Suzuki et al. (2011) reported a 17-year-old girl with PAP. She initially presented at age 9 years with pneumonia, followed 3 months later by progressive dyspnea. The diagnosis was suggested by imaging and bronchoalveolar cytology and confirmed by lung biopsy, which showed periodic acid-Schiff (PAS)-positive material filling alveoli and also present in terminal airways. Serum GMCSF was also increased.

Inheritance

The transmission pattern of SMDP5 in the family reported by Suzuki et al. (2011) was consistent with autosomal recessive inheritance.

Molecular Genetics

In a Japanese woman with late-onset hereditary pulmonary alveolar proteinosis, Tanaka et al. (2011) identified a homozygous truncating mutation in the CSF2RB gene (138981.0001). The unaffected parents were heterozygous for the mutation. Tanaka et al. (2011) speculated that the late onset in this patient may have been due to compensatory factors such as increased serum GMCSF acting through an intact CSF2RA subunit (306250) or increased levels of other inflammatory cells.
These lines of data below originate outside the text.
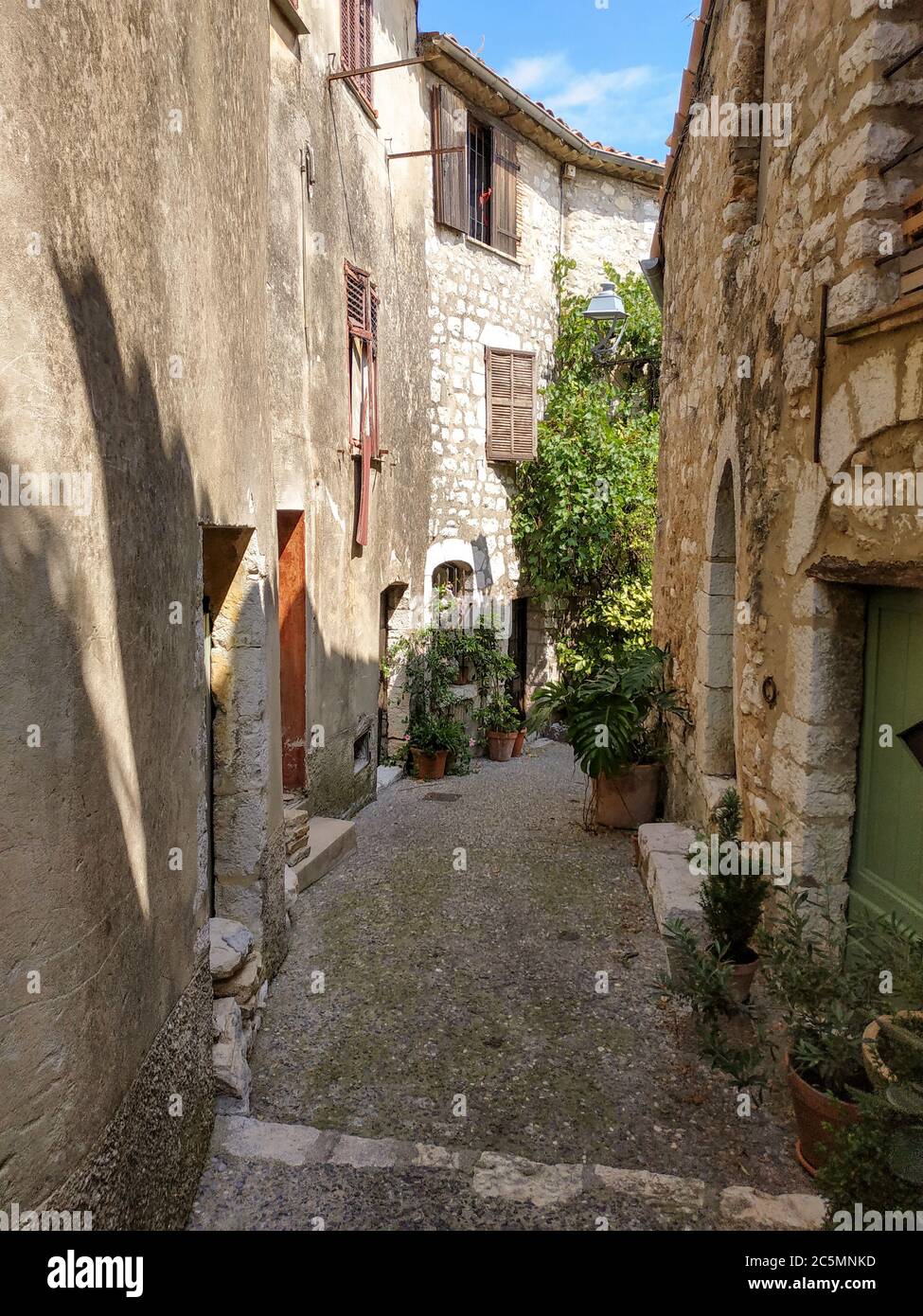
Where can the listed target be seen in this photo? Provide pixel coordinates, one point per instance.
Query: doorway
(886, 866)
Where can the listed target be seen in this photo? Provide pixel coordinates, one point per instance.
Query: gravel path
(460, 949)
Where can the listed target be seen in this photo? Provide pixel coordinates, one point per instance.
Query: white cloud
(538, 71)
(630, 108)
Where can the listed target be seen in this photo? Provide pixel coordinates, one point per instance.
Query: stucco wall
(741, 330)
(132, 259)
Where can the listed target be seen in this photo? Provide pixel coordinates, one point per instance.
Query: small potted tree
(618, 726)
(825, 998)
(501, 721)
(733, 899)
(431, 739)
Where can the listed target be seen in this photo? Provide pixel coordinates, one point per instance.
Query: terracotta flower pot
(501, 745)
(812, 1111)
(630, 799)
(741, 978)
(879, 1076)
(430, 768)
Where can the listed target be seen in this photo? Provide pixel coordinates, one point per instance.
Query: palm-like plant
(618, 716)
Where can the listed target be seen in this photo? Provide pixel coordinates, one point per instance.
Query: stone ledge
(663, 860)
(330, 840)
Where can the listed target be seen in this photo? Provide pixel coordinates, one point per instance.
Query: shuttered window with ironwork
(475, 174)
(511, 405)
(356, 26)
(363, 326)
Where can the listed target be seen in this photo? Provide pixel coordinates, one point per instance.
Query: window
(475, 172)
(511, 405)
(363, 307)
(363, 328)
(363, 752)
(453, 595)
(478, 181)
(356, 21)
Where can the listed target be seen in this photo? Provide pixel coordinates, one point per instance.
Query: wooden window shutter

In a girl with onset of pulmonary alveolar proteinosis at age 9 years, Suzuki et al. (2011) identified a homozygous missense mutation in the CSF2RB gene (S271L; 138981.0002). In vitro functional expression studies in patient cells showed that the mutation impaired STAT5 phosphorylation following stimulation by GMCSF and IL3. In HEK293 cells transfected with the mutation, increased concentrations of GMCSF demonstrated partial functioning of the mutant receptor, suggesting that GMCSF therapy may be of clinical benefit.

Animal Model

Using Csf2rb-null mice, which develop a myeloid cell disorder identical to hereditary pulmonary alveolar proteinosis (HPAP) in children with CSF2RA or CSF2RB mutations, Suzuki et al. (2014) showed that pulmonary macrophage transplantation (PMT) of either wildtype or Csf2rb gene-corrected macrophages without myeloablation was safe and well tolerated. One administration corrected lung disease and secondary systemic manifestations, normalized disease-related biomarkers, and prevented disease-specific mortality. PMT-derived alveolar macrophages persisted for at least 1 year, as did therapeutic effects. Suzuki et al. (2014) concluded that their findings identified mechanisms regulating alveolar macrophage population size in health and disease, indicated that GMCSF is required for phenotypic determination of alveolar macrophages, and supported translation of PMT as the first specific therapy for children with hereditary pulmonary alveolar proteinosis.